Hi -
> I would have thought the parallel overhead of a 'cobegin' would have
> been much less than that in a 'forall' loop
I'm not certain about what is happening in your specific case,
but here are some guesses:
* the forall approach might be more cache-friendly
because modern systems share cache among cores
as compared to the cobegin which is using different data
in each task.
* the forall by default will try to detect if there is already
enough tasks running to keep the system busy. You can
pass `dataParIgnoreRunningTasks=true` to your program
to change this behavior to experiment with it. As a result,
in a larger program, the `forall`s might have really low
parallel overhead. In contrast, the cobegin will always
create tasks, which can be bad for overhead when these
are small.
* the forall lets you use 6 cores but the cobegin only 2
* as far as the Chapel language is concerned, the forall
indicates to the compiler that the body of the loop
is order independent. This can aid in vectorization - but
it should not matter with the C backend today and
having good vectorization in this case is something I'm
looking at improving with `--llvm` soon.
Best,
-michael
Given an LAPACK-like linear algebra routine to apply a planar rotation to
two vectors
proc rot(r : complex, ref acj : [?aciD] Real, ref aci : [?acjD] Real)
{
for (ai, aj) in zip(aci, acj) do
{
const w = r * (ai, aj):complex;
(ai, aj) = (w.re, w.im);
}
}
I am computing an SVD. Any vector size more than 2000 with my algorithm
is probably suspect. That is cool because I do not need to go above 1000
for the types of problem I am attacking. Within the algorithm, there are
two independent tasks operating on two independend matrices 'v' and 'a'
rot(tv, v[i..j, k - 1], v[i..j, k])
and
rot(ta, a[m..n, k - 1], a[m..n, k])
which are the major numerical computations in the workload, a QR iteration.

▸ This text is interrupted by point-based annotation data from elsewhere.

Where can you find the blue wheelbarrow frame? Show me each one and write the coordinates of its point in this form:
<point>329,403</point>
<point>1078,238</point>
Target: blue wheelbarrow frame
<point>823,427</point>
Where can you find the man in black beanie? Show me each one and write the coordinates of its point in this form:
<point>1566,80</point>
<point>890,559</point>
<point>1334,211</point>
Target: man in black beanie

Neither of these two computations depend on the other.
Note that the computations being done with 'rot'
a) use vectors which have stride > 1 as they work on rows of a matrix
with column major ordering, and
b) have vectors from size 6 to 1600 for the problems at hand, which are
largely test cases with well known solutions.

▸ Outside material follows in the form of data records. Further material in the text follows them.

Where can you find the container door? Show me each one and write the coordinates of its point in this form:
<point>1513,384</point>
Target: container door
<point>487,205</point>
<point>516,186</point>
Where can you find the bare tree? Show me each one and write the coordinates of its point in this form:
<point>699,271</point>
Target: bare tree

So, using Chapel code like
cobegin
{
rot(tv, v[i..j, k - 1], v[i..j, k]);
rot(ta, a[m..n, k - 1], a[m..n, k]);
}
seemed like a reasonable idea to maybe halve the computation time.
if the 2 'tasks' could run independently of each other.
I only have 6 cores to exploit at this development stage. It normally
gives me a good indication of what will or not work in parallel.
I left the 'for' loop in 'rot' alone because I did not want to have it
trying to run in parallel and confusing the scheduler. I thought halving
the run-time was more than a good performance gain.
But it is slower than serial C for a vector size of 1600.
So, let's throw out the cobegin, run these two calls to 'rot' one after
another but let the routine 'rot' run its loop as a forall in parallel.
And it is twice as fast as serial C for the same vector size.
Nice!
On just 6 cores, with a vector length of 1600, the implementation of SVD
running in parallel is twice the speed of a serial C implementation with
very little work. And the algorithm is still very obvious and readable.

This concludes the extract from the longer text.